It was back in 1924 that it was first generally recognized that diversification was the equity investor's biggest friend. A properly-diversified portfolio of equities would outperform bonds by huge amounts with very high provability over long-enough horizons. The problem is that while "diversification" might have been reasonably accomplished with ten well-chosen stocks back in the mid-twentieth century, in the past generation it has required more like fifty. And if we truly are moving into more of a winner-take all economy, in the future it may take 100: Terry Smith: Busting the myths of investment: Do equities outperform bonds?: "The degree of concentration of returns is still startling. Just five companies out of the universe of 25,967 in the study account for 10 per cent of the total wealth creation over the 90 years, and just over 4 per cent of the companies account for all of the wealth created.... The study also looks at returns decade by decade and reaches more or less the same conclusion: that the decade returns for most equities are lower than those earned by investment in Treasury bills...
...Moreover, the results have been getting worse for equity investors more recently.
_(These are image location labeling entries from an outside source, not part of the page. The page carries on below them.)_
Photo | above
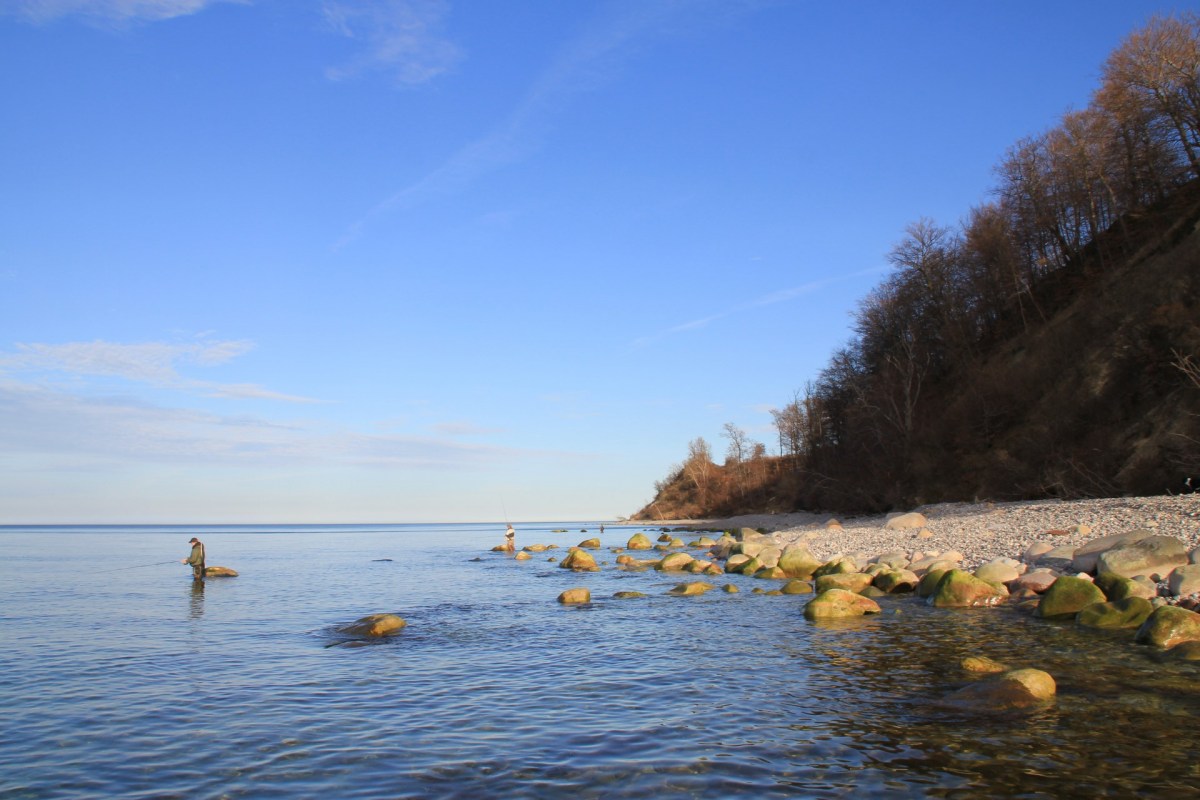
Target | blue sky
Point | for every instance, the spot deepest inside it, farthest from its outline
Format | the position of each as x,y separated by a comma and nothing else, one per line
405,260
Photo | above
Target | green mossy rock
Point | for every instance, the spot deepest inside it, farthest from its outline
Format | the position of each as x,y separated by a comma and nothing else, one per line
639,542
1067,596
1116,614
575,596
835,567
849,581
960,589
675,563
983,665
580,561
1015,690
375,626
839,603
893,581
928,584
797,561
1169,626
689,589
1116,587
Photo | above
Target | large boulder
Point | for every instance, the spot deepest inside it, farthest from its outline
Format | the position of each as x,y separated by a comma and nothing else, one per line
839,603
373,626
694,588
1085,557
1116,587
849,581
1116,614
639,542
1150,555
580,561
1169,626
675,563
912,521
960,589
798,561
1185,579
575,596
1014,690
1067,596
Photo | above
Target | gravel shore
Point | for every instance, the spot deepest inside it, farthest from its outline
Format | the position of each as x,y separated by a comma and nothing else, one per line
982,531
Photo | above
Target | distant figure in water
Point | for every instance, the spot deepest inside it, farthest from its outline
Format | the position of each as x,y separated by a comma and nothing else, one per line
196,559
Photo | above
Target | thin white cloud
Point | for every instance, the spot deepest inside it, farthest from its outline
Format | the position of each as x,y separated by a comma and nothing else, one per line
151,362
106,11
51,427
395,36
783,295
585,64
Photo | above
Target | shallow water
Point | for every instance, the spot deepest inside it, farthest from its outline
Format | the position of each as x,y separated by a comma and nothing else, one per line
123,680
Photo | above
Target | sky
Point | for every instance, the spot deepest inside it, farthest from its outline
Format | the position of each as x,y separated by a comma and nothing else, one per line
420,260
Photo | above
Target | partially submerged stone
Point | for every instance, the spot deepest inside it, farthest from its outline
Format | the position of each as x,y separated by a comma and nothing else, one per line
575,596
580,561
1067,596
639,542
694,588
1014,690
960,589
1116,614
1169,626
839,603
373,626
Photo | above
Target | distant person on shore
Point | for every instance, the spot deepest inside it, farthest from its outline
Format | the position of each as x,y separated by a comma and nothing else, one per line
196,559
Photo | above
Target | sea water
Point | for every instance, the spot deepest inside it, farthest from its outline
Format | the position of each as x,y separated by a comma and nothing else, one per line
119,678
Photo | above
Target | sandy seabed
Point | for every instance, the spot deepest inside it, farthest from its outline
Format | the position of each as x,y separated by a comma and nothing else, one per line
981,531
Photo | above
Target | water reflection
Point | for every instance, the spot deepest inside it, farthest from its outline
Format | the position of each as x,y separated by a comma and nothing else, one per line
196,600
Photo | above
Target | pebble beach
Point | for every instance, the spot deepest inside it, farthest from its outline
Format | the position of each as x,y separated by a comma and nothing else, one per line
981,531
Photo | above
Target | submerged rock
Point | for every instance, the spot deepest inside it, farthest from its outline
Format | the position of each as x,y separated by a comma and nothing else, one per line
1067,596
575,596
839,603
1169,626
1014,690
373,626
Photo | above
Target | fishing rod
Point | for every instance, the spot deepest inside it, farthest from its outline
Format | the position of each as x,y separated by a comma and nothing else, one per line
138,566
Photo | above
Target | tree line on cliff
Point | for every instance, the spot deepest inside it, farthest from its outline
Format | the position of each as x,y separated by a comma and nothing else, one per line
1047,346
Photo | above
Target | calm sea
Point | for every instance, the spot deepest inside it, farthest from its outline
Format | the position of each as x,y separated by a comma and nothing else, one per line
120,679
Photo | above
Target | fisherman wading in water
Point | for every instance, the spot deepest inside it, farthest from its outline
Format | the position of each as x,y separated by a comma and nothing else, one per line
196,559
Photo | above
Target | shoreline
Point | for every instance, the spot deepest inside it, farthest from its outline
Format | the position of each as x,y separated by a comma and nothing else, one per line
981,531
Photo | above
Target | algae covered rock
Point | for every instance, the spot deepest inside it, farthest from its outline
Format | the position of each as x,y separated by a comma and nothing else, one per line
960,589
373,626
839,603
1067,596
694,588
639,542
797,561
1014,690
575,596
849,581
1115,614
1169,626
675,563
580,561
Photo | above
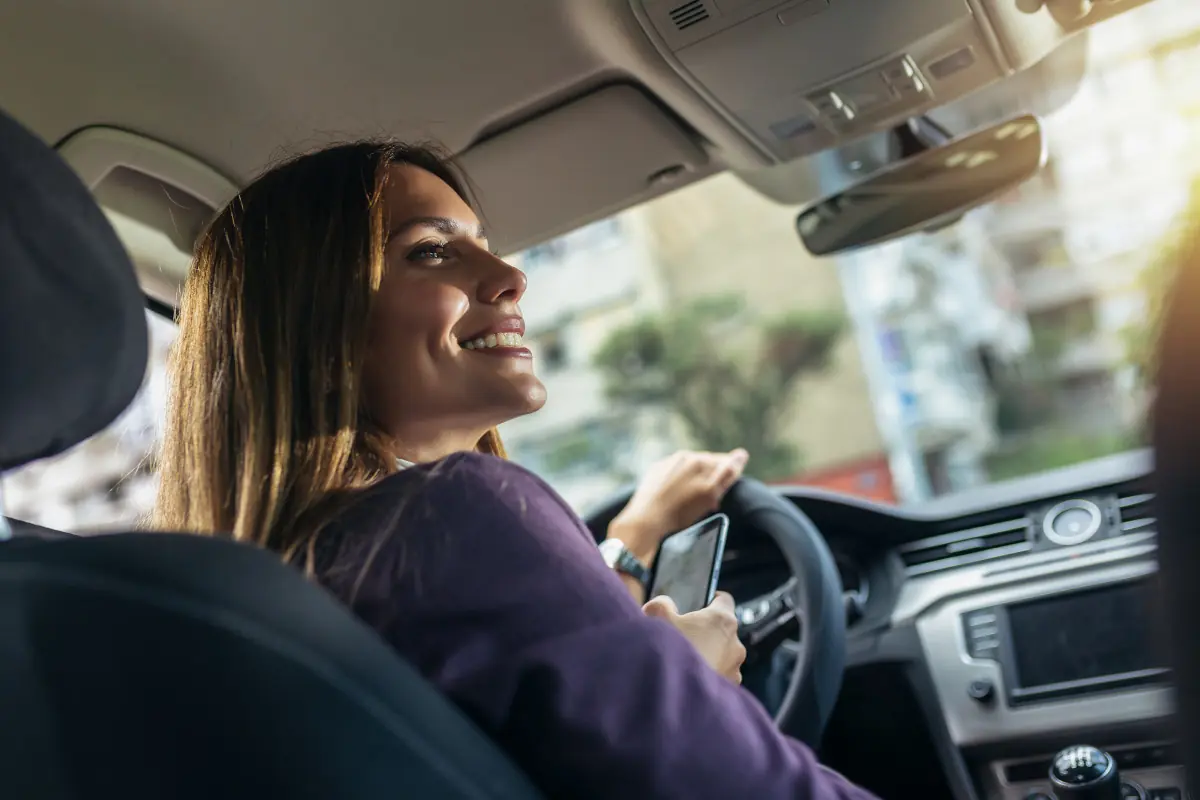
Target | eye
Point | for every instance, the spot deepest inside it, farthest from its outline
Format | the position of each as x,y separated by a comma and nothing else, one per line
429,252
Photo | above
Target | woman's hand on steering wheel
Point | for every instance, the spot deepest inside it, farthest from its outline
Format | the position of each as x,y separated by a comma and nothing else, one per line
675,493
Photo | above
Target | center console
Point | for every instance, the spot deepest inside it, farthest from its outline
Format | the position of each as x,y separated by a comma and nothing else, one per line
1141,771
1027,660
1068,644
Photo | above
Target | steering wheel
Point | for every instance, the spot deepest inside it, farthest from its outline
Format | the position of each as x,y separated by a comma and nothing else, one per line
813,597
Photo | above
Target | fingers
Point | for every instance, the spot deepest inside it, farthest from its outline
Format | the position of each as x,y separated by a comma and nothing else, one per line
729,469
724,601
661,607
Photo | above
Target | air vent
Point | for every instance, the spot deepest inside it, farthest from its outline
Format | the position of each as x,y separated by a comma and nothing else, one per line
1137,512
689,13
969,546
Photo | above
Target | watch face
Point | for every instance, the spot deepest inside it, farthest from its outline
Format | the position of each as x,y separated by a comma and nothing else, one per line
611,551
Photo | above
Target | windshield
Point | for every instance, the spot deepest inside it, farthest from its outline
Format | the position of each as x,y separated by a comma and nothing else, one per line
1005,346
1011,343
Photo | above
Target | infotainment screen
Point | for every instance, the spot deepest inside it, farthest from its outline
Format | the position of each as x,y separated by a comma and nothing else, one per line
1084,636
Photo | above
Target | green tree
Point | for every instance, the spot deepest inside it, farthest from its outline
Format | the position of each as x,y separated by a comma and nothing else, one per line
727,373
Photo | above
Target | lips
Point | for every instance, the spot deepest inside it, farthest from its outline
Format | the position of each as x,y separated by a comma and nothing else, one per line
508,332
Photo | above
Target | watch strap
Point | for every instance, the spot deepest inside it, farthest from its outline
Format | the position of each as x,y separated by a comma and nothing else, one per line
621,559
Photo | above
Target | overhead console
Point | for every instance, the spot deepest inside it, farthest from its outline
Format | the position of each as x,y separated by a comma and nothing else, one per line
802,76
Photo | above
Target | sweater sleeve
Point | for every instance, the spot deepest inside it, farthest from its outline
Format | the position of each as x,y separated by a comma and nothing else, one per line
496,591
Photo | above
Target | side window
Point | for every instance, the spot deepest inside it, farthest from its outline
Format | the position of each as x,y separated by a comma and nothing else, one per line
109,481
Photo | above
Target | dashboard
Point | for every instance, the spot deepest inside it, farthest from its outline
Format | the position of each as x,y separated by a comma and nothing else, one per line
989,630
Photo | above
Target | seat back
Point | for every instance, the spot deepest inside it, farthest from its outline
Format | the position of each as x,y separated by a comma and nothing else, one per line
143,666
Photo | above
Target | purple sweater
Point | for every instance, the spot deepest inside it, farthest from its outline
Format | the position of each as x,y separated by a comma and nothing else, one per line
483,578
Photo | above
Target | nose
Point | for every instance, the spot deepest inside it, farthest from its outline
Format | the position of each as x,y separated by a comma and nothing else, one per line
501,281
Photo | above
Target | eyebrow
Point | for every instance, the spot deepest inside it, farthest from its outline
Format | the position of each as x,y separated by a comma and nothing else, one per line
447,226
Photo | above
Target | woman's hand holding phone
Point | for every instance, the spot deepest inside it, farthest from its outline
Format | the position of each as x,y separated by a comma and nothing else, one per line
713,631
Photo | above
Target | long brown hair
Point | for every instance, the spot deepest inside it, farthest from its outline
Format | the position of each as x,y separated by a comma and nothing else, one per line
265,416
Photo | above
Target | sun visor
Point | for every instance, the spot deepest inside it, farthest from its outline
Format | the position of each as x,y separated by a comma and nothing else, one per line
579,162
156,198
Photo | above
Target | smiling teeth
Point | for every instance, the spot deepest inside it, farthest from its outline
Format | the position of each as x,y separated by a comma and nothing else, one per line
493,340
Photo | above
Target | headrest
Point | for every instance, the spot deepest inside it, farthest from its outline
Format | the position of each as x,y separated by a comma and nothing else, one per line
72,322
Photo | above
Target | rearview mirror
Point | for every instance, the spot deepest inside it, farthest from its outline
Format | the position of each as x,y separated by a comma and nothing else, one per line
927,191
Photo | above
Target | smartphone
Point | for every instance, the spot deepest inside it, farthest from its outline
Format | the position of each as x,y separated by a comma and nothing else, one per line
689,563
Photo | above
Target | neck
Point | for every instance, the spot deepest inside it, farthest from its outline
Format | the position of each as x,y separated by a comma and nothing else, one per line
421,450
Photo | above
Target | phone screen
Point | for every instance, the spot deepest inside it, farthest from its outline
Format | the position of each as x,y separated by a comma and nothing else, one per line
689,563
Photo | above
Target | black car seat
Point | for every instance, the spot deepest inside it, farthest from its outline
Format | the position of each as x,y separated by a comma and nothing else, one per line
138,666
1176,431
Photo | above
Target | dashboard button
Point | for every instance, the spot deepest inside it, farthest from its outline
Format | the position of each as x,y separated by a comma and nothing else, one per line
1131,791
982,691
1167,793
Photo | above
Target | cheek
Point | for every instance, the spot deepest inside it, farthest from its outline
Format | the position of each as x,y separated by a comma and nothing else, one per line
414,316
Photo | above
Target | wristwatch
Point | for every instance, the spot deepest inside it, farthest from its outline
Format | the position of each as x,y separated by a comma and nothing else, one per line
618,558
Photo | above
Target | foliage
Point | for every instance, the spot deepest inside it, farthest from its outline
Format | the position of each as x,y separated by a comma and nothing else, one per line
1051,449
729,374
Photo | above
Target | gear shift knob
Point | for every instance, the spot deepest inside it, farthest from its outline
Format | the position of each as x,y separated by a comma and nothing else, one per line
1085,773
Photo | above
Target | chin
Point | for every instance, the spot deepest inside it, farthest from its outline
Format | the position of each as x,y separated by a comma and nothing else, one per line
533,396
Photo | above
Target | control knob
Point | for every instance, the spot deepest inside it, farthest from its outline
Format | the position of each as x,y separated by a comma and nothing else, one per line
1085,773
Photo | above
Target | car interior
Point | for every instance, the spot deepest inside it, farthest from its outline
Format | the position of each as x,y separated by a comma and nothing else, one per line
994,643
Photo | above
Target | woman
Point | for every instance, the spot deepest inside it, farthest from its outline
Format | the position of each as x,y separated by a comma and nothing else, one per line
347,347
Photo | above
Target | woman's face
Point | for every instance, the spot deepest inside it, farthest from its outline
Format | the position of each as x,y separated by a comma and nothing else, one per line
445,359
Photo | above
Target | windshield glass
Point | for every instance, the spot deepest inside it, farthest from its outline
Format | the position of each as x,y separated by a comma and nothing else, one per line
1011,343
1005,346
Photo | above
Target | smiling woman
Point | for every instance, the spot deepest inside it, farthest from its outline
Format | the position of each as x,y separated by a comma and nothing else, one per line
348,344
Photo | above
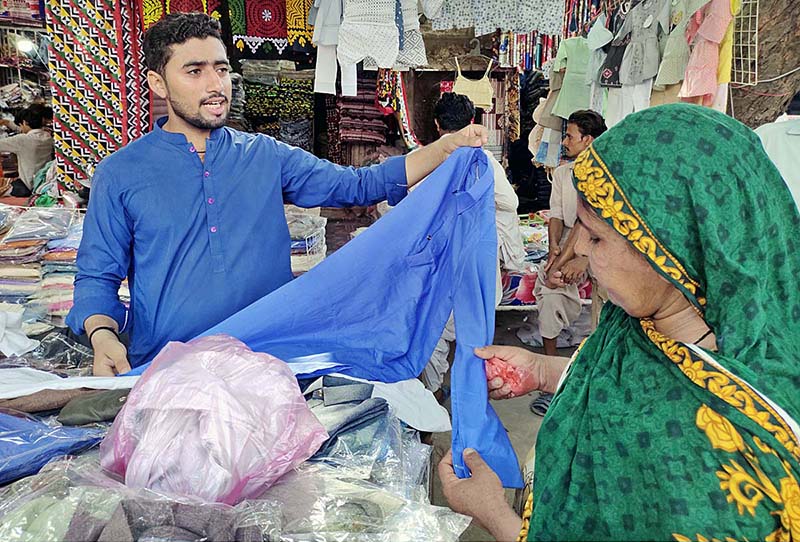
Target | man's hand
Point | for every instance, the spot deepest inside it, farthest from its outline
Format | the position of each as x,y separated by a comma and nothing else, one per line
555,252
480,497
110,355
574,270
473,135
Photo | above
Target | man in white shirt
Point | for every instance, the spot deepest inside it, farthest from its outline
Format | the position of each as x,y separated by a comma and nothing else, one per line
781,140
452,113
33,147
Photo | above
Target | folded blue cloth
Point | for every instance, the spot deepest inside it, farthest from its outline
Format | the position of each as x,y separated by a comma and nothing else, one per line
26,445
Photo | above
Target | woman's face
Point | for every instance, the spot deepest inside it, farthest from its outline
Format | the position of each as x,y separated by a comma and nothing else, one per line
631,282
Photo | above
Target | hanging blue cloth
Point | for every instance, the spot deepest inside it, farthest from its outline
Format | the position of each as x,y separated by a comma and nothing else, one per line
376,308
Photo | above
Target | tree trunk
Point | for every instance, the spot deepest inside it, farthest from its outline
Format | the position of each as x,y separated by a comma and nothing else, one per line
778,53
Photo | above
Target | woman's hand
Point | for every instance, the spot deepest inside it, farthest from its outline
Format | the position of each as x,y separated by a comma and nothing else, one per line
481,496
513,372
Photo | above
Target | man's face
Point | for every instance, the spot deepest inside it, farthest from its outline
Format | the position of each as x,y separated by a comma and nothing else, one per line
197,83
574,142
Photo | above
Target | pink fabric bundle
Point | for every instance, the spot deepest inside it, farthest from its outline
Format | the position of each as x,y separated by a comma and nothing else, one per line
213,420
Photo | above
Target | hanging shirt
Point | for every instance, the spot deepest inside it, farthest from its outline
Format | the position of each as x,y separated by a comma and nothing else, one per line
201,241
377,313
33,151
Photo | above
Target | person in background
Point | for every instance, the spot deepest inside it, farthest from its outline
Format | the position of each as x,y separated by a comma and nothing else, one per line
192,212
781,140
559,302
677,419
33,146
454,112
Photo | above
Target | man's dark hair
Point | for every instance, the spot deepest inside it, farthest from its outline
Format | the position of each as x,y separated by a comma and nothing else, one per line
453,111
174,29
588,122
34,115
794,105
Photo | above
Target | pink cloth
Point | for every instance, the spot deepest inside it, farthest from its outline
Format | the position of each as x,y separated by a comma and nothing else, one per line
701,72
213,420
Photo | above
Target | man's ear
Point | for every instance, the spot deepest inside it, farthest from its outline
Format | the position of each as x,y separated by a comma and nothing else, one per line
157,83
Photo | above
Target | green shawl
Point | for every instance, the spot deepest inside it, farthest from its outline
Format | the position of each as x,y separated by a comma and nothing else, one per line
646,440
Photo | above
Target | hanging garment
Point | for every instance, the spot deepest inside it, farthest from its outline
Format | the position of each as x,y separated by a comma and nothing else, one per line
369,30
726,47
597,39
703,67
626,100
480,91
573,55
443,258
644,24
676,50
194,425
546,118
26,445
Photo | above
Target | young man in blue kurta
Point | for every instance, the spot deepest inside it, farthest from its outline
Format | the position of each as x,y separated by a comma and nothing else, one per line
192,213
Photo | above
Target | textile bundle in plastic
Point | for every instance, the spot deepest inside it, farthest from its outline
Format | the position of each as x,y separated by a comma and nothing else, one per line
213,420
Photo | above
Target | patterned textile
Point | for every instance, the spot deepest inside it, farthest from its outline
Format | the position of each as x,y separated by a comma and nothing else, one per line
98,104
299,32
512,107
259,25
653,439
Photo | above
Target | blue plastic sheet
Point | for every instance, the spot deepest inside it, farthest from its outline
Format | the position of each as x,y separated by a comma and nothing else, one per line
26,444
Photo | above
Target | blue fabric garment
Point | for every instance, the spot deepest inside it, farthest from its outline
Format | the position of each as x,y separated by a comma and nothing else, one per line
376,313
27,445
201,241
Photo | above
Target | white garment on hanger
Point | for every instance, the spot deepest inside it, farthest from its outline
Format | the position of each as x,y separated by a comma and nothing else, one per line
409,400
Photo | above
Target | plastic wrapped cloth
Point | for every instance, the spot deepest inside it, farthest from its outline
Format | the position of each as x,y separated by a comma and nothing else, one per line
27,444
40,224
56,354
199,423
320,504
72,499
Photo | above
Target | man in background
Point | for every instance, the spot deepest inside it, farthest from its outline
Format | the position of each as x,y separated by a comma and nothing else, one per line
560,305
454,112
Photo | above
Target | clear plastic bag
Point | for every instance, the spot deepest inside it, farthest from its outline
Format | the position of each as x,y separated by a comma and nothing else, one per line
213,420
319,503
57,354
40,224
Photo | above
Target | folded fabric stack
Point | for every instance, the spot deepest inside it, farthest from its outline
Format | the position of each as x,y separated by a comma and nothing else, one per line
360,119
308,240
59,269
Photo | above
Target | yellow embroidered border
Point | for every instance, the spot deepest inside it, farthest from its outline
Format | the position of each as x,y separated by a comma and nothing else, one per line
727,387
603,192
527,512
745,483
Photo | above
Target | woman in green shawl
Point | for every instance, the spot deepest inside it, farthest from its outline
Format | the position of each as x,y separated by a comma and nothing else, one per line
675,420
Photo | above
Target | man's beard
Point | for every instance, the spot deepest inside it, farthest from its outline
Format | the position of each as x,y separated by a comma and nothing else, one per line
197,120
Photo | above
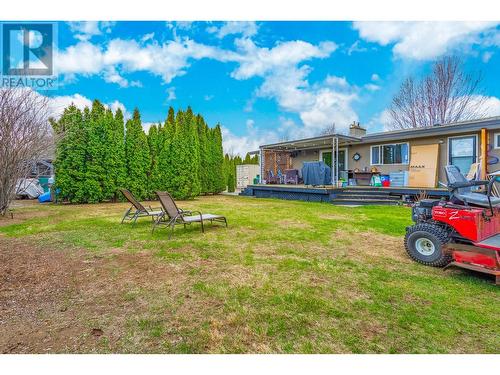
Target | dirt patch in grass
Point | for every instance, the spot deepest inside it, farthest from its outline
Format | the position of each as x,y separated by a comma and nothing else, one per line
61,301
361,244
290,224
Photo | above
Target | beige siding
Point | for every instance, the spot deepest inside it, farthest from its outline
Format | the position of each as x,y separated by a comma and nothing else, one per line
364,151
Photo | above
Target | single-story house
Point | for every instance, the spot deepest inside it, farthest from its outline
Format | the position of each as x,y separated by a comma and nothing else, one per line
419,155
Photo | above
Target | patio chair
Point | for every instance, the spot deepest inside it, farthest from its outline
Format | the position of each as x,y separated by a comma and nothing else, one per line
291,176
173,215
137,210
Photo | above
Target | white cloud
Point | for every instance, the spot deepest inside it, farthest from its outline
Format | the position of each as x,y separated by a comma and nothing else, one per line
422,40
355,47
486,56
256,61
372,87
171,94
240,145
245,28
85,30
57,104
380,122
147,37
282,68
167,60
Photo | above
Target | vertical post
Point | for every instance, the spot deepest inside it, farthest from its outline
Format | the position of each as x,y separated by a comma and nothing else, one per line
261,164
333,154
336,160
484,153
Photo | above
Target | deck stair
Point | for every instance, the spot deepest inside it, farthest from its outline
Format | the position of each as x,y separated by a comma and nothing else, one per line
365,196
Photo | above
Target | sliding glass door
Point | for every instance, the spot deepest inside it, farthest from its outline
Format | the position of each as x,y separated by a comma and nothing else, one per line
462,152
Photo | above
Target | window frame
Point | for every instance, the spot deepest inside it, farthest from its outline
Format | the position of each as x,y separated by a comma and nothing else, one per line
380,153
476,149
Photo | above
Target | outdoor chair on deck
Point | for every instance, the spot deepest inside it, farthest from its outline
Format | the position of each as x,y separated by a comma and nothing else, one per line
173,215
137,209
291,176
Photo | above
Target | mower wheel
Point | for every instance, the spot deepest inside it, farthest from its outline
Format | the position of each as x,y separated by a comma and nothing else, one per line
424,243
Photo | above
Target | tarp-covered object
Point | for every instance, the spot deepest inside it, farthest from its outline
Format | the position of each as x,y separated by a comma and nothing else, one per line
29,187
316,173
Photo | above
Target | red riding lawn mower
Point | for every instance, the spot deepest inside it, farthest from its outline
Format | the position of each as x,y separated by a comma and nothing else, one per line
463,231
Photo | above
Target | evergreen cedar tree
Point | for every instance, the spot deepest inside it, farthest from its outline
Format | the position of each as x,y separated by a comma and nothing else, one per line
97,154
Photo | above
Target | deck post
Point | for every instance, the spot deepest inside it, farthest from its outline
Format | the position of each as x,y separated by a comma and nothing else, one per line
336,160
333,153
261,164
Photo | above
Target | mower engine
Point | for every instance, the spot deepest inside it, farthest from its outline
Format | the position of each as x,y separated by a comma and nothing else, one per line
422,210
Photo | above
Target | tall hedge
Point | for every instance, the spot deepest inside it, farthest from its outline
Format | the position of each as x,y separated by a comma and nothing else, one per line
137,157
97,154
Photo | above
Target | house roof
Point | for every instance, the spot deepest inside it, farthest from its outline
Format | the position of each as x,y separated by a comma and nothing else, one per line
314,142
462,127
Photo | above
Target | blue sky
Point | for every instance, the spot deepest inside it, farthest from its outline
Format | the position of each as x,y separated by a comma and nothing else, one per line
264,81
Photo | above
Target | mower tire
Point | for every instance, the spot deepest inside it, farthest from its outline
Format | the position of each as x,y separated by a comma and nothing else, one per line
424,244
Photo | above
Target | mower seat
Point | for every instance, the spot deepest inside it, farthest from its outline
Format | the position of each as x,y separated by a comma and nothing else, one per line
465,193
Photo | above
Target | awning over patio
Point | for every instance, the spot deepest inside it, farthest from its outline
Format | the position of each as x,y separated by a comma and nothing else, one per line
281,151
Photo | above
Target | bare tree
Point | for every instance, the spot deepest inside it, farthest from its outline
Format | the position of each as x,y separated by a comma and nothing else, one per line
448,94
25,137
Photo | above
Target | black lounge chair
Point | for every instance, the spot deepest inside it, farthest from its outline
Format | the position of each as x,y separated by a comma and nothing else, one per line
173,215
137,209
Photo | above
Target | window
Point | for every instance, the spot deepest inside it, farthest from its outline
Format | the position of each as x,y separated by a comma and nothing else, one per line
395,153
462,152
497,140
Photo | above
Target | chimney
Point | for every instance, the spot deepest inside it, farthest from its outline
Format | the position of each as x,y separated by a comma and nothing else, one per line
355,130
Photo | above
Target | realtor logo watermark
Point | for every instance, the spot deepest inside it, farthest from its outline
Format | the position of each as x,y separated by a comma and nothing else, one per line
28,55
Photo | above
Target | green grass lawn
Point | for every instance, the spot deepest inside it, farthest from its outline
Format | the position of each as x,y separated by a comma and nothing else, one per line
293,277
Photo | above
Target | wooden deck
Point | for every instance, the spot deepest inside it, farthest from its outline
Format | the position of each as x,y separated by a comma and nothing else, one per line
349,195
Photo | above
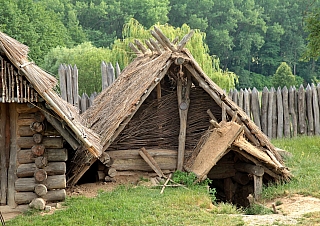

Of the stocks floated between 1947 and 1956, 87 per cent had higher returns than US Treasuries. This fell to 61.5 per cent for those entering from 1957 to 1966 and just 31.7 per cent of those floated from 1977 to 1986. Most alarmingly, the median stock entering the market since 1977 did not just underperform Treasuries but had a negative return. This may be attributable to the type of companies which floated in recent decades, which many have characterised as showing revenue growth, but very poor earnings. What conclusions to draw from all this? Stocks in aggregate outperform bonds, but most stocks do not and positive returns are concentrated in very few stocks. Most active investors are doomed to underperform not only the equity indices but also bonds...
#noted #finance
Fairly Recently: Must- and Should-Reads, and Writings... (January 22, 2019)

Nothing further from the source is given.